—Oui, la société, votre société de 1824, nous radote encore cela dans toutes les petites écoles; mais le lâche, selon moi, est celui qui opprime le faible ou l'innocent.

—Le lâche, selon tout le monde, est celui qui, pouvant tirer satisfaction de l'insulte de l'oppresseur, aime mieux l'assassiner par derrière, que d'exposer sa vie contre lui pour chercher à se venger loyalement!

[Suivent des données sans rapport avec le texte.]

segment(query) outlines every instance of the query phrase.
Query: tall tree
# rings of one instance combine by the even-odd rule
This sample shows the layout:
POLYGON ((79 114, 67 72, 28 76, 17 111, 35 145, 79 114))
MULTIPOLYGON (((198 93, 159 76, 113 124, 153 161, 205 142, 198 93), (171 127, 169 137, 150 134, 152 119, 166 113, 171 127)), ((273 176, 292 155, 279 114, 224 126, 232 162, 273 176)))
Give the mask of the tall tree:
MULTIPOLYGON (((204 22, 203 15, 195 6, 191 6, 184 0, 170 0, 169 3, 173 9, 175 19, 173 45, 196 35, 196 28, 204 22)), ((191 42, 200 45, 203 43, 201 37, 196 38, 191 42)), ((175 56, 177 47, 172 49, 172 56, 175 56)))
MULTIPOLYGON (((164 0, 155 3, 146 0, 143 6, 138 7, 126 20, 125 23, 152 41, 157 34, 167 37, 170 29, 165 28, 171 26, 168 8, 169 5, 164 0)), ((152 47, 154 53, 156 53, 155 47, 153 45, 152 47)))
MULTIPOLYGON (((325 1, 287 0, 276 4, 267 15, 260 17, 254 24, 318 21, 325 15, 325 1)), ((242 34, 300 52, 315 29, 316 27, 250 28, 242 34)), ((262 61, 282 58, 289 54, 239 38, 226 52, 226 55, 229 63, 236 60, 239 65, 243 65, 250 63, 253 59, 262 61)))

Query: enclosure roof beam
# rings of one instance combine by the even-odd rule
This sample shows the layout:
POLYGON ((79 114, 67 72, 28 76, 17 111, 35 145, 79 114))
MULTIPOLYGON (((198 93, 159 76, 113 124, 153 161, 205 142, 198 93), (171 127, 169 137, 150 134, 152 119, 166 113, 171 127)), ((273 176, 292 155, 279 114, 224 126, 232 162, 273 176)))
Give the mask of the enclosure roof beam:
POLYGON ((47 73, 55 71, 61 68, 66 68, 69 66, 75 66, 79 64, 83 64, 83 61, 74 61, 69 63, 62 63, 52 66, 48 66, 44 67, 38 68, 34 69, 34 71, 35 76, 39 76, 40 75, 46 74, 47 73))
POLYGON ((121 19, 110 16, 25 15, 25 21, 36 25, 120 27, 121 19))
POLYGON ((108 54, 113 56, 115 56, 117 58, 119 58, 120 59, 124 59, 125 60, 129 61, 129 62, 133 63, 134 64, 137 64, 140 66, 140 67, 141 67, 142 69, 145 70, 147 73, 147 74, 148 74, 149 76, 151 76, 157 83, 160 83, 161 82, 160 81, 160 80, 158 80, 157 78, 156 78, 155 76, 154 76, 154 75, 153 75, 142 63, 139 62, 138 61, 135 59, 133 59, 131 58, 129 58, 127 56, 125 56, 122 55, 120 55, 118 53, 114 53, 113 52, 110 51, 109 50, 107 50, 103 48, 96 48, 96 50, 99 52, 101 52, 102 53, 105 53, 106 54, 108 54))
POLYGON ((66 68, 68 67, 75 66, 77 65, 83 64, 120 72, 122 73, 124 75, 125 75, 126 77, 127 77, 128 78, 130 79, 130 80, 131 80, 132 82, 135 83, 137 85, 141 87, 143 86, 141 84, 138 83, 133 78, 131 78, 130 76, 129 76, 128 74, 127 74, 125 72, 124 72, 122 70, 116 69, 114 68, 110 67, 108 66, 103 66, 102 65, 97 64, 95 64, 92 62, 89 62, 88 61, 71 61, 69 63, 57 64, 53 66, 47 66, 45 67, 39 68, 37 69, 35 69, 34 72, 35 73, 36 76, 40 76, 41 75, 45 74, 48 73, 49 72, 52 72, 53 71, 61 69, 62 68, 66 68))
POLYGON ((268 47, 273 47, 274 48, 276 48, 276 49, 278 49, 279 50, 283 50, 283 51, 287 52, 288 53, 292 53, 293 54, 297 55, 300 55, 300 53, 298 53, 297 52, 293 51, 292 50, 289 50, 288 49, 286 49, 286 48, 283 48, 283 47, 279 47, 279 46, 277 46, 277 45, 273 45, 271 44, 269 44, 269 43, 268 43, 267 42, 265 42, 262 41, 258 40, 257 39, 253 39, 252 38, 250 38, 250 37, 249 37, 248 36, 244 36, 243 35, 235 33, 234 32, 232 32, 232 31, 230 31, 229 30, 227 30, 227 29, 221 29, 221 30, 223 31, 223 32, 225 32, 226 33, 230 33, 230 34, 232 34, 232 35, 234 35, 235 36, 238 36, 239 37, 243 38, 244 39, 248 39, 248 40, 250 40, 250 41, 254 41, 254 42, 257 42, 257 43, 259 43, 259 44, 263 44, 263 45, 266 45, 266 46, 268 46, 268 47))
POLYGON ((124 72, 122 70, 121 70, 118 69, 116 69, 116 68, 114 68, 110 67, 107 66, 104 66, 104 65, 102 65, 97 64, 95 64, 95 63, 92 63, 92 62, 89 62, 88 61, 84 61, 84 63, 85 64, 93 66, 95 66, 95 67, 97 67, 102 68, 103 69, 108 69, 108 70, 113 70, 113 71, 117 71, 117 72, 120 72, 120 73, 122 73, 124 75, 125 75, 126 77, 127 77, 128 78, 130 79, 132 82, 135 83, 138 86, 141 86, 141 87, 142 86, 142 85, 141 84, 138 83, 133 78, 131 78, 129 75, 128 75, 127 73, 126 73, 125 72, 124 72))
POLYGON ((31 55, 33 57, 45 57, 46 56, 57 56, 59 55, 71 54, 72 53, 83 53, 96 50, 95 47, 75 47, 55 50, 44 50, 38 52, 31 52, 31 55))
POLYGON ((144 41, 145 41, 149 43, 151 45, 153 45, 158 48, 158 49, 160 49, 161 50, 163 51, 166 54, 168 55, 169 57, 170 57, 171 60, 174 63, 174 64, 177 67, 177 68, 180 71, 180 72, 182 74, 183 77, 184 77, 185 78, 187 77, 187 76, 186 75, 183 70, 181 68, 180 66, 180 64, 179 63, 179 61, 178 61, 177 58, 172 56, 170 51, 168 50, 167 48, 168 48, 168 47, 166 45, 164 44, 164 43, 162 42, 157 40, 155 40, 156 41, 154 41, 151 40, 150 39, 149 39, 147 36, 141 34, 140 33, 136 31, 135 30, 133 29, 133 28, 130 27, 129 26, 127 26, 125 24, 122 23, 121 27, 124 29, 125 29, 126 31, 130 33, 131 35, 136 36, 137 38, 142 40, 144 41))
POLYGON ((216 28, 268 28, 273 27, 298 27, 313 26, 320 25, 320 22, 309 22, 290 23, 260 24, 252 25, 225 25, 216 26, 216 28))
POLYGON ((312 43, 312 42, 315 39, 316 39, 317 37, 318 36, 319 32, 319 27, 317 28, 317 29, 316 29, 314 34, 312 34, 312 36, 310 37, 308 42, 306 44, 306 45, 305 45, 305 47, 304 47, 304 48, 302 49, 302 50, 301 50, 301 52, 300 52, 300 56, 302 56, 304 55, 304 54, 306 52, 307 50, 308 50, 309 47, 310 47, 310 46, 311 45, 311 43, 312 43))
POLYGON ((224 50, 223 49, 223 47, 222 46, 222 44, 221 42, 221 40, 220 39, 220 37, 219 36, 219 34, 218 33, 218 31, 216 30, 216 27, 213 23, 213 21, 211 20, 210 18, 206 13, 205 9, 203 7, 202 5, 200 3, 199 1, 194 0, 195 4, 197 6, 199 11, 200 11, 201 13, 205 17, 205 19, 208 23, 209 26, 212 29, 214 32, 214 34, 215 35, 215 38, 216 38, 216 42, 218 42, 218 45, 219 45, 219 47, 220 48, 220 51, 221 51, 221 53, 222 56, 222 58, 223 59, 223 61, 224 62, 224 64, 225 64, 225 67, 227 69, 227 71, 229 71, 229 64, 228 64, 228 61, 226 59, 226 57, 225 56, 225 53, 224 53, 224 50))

—Belle vengeance-rococo, ma foi: aller se faire tuer pour punir l'infâme qui vous a foulé sous ses pieds! Et c'est vous qui venez de me dire que je me ferais tuer par lui en prenant le pistolet ou l'épée, ou en jouant même ma vie à pair ou non. Allez donc vous tirer de là, avec ces vieilles maximes. Je ne tiens pas plus à l'existence qu'à une paire de savates usées… La preuve, c'est que sans une circonstance, oh oui, une circonstance venue toute bénite du ciel pour moi, je me serais jeté à l'eau quand le capitaine m'a fait monter dans la hune. Mais l'idée de la vengeance et une autre idée plus douce encore me sont venues, et je me suis raccroché de nouveau à la vie, non par peur de la mort, mais par besoin de haine, de sang… et d'amour aussi…

—Ah! diable!… d'amour!… Amour et haine en même temps; il paraît que vous connaissez l'art de concilier les contrastes…

—Oui, je vous le dis et vous le répète: haine éternelle pour lui et amour indéfini pour elle!

—Les poètes comme vous sont fort heureux; ils ont toujours, pour les consoler dans leurs plus grandes contrariétés, une Elle à adorer ou à chanter, et un Lui à détester pour exalter leurs passions et leur aider à passer le temps.

Elle, mon Elle à moi, a secouru le malheureux dans sa misère, et le malheureux lui restera fidèle et tendre dans sa prospérité, bien tendre surtout: mon avenir est à elle: c'est désormais son domaine, sa propriété: mon futur enfin est son esclave…

—C'est donc une enchanteresse qui vous a assisté dans votre malheur?

—Vous avez pu en juger vous-même, et dire si c'est une enchanteresse ou non?

—De qui voulez-vous donc que j'aie pu juger?